21.03.2018

Od Lii do Łosia

Nie ma to jak dosłownie walnąć w irytującego, nowego członka watahy. Wyglądał jak tortilla z Mc'Donadls. Czyli dość marnie.
- Pomóc panu, czy pan sobie sam poradzi? - spytałam unosząc brwi, pryz okazji stając przy nim.
- Nie, poradzę sobie - burknął po czym poturlał się w jedną stronę, potem wyprostował jedno skrzydło. Przez chwilę dostał zawiasu by pomyśleć co zrobić dalej, bo drugie skrzydło miał zawinięte pod siebie i na siebie pod spodem.... skrzydła.
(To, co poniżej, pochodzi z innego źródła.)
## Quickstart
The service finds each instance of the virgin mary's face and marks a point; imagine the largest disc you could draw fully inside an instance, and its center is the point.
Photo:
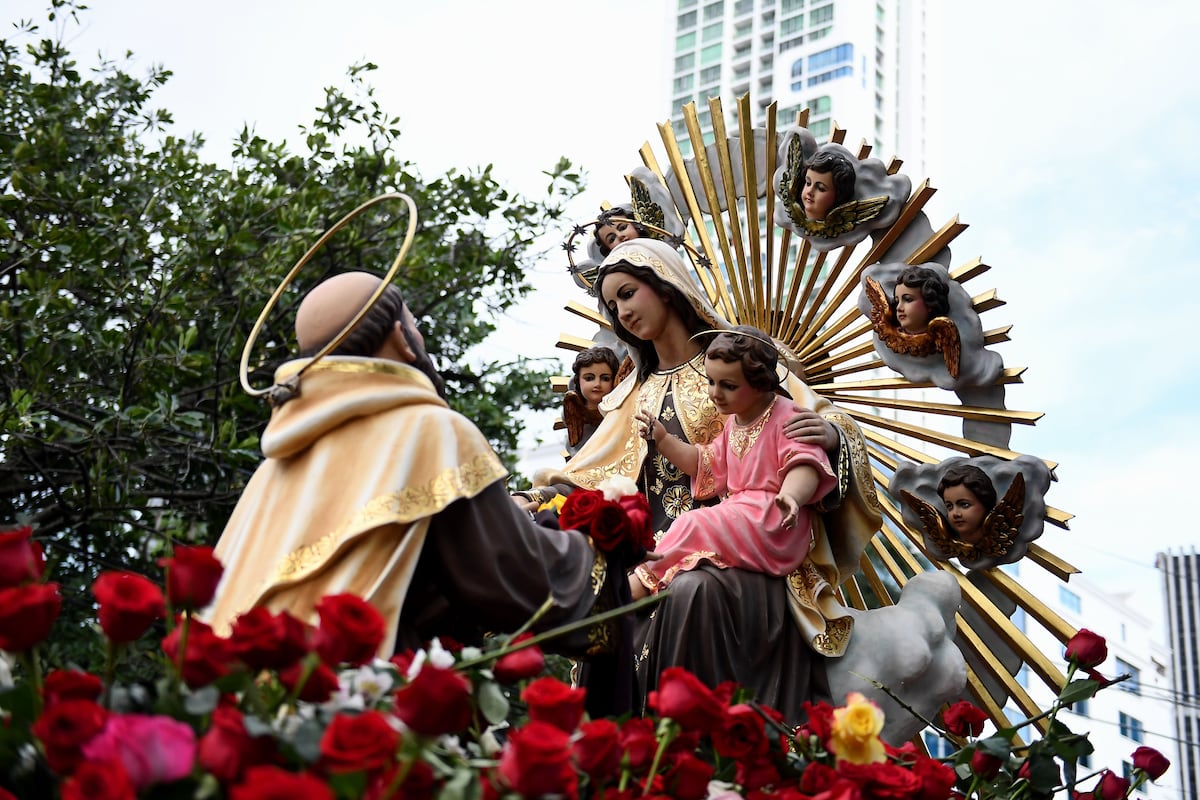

- Może jednak pomóc? - przekrzywiłam głowę.
- Nie, już mówiłem, że sobie poradzę - Jak powiedział, tak zrobił. Po chwili stał na czterech własnych łapach, i patrzył na mnie dziwnym wzrokiem. Zrobiłam krzywą minę. Ten zapach... już go gdzieś czułam.
- Czy my się kiedyś nie spotkaliśmy? - spytałam marszcząc brwi.
- Em... nie, raczej nie..
- Oke, to zapomnij o pytaniu - powiedziałam szybko i czując że dostanę zaraz doła, udałam się do swojej jaskini. I... dostałam doła. Siedziałam sama w swojej ciemnicy na grzybie z głową pod czerwonym, milutkim kocem. I tam zostałam. BOŻE JAKIE MOJE ŻYCIE JEST BEZNADZIEJNE. Zaczęłam marudzić w swoim umyśle, słuchając nightcore. Manga mi się skończyła. II części "kotów" w empiku nie było, a książki Riordana już wszystkie przeczytałam. Moja depresja zaczęła mi mącić w głowie. Tak siedziałam do nocy. I tak raczej nie zasnę. Wyszłam na zewnątrz w kocu na głowie, więc wyglądałam jak duch. Mojego kocyka mi był szkoda, więc wzięłam mój drugi mniej fajny, a z futer szczeniaków kocyka nie zrobię, bo Demo zrobiła z tego dywan. Powiem że: całkiem miły.
Tylko że o niego za bardzo dba, i nie można od razu na niego wchodzić, tylko najpierw umyć łapy. Wyszłam sobie na skałkę przy wodospadzie i tam zostałam.